A Second Look: Revisiting Terry Zwigoff’s early documentaries
A habitual crank with a pronounced antisocial streak and an aversion to mainstream culture, the director Terry Zwigoff has one of the most distinctive sensibilities in American movies. This past decade, he has collaborated with the cartoonist Daniel Clowes on “Ghost World” (2001), a sardonic chronicle of teenage alienation in strip-mall America, and “Art School Confidential” (2006), a contemptuous attack on art-world strivers, and also directed Billy Bob Thornton in the cult favorite “Bad Santa” (2003), a relentless one-joke movie about an alcoholic, misanthropic Saint Nick.
The themes that obsess Zwigoff in his fiction films — the experience of outsiderhood, the value of authenticity, the fraught intersection of art and commerce, not to mention of art and life — can be traced to his previous career as a documentary filmmaker. Two of his early works, both portraits of artists, are being reissued this week by the Criterion Collection on separate discs.
Zwigoff’s first film, “Louie Bluie” (1985) — about Howard Armstrong, an African American string-band leader and artist — establishes the director’s taste for esoterica and his antiquarian bent. (A collector of old-time jazz and blues records, Zwigoff has declared in interviews that he believes American popular culture peaked in the 1920s.) The loose-limbed “Louie Bluie” is Zwigoff’s most affectionate film, filled with infectious music and winning anecdotes from its subject, a world-class raconteur.
“Crumb” (1994), an up-close look at the underground comic artist Robert Crumb, remains Zwigoff’s most disturbing movie and signature film. (It is being released in both standard-definition and Blu-ray editions.) Zwigoff spent much of the nine-year period between the two films immersed in Crumb’s world. He and Crumb are old friends and fellow music buffs — they played together in Crumb’s ragtime band, the Cheap Suit Serenaders — and Zwigoff’s relatively unfettered access is crucial to the film’s success.

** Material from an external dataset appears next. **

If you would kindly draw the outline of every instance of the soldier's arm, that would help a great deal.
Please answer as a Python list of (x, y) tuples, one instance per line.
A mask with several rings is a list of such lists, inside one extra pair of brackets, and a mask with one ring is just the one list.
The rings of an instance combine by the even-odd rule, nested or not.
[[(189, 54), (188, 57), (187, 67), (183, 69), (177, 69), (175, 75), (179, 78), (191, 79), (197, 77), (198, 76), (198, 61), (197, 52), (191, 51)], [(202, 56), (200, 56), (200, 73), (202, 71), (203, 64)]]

As Crumb and his wife, the cartoonist Aline Kominsky-Crumb, prepare to leave the States for the south of France (where they live to this day), Zwigoff accompanies the artist on a tour of ex-flames and old stamping grounds, notably San Francisco, where he settled in the ‘60s and was “liberated by LSD,” as he puts it. But the most memorable visits are with his brothers. Charles, a major artistic influence on the young Robert, has grown into a tormented recluse who lives at home with their mother; he killed himself before the film was completed. Max, an ascetic and occasional artist, is shown sitting on a bed of nails.
Crumb’s biography would seem to lend itself to biopic-style psychoanalysis. He and his brothers are products of a traumatic childhood: a tyrannical father, a mother who was addicted to amphetamines, high school bullying. But Zwigoff, digging into his subject’s contradictions and allowing them to remain unresolved, achieves a harrowing intimacy and complexity, both of which would likely have eluded a fiction filmmaker or a more squeamish documentarian.
It’s clear that for Crumb, art is both salvation and revenge. Zwigoff tackles head-on the central challenges in making a film about an artist — how to portray the work and the creative process and how to measure the distance between the art and the life. Experts attest to the importance of Crumb’s work (critic Robert Hughes invokes Breugel and Goya) and also wrestle with its problematic aspects (feminist critics point to the headless female torsos and identify a “juvenile vision”). The camera lingers on scenes of Crumb at work and on the work itself, panning from one panel to the next, while Crumb himself emphasizes (no surprise) the psychosexual point of view, admitting that his comics are masturbatory fantasies.
After the release of “Crumb,” and the elevated profile that came with it, Crumb’s art has grown less overtly personal — his recent work includes a version of the Book of Genesis. But the artist has remained a shadow presence in Zwigoff’s fiction films. The Steve Buscemi character in “Ghost World,” a record-collecting malcontent, is very much an R. Crumb figure; Crumb’s then-teenage daughter Sophie contributed the drawings made by the film’s heroine. And in “Art School Confidential,” Jim Broadbent, in a performance that unavoidably carries the specter of Charles Crumb, dominates his every scene as an embittered, washed-up painter who becomes the young hero’s anti-mentor, a true artist simultaneously destroyed and enlightened by his worldly failure.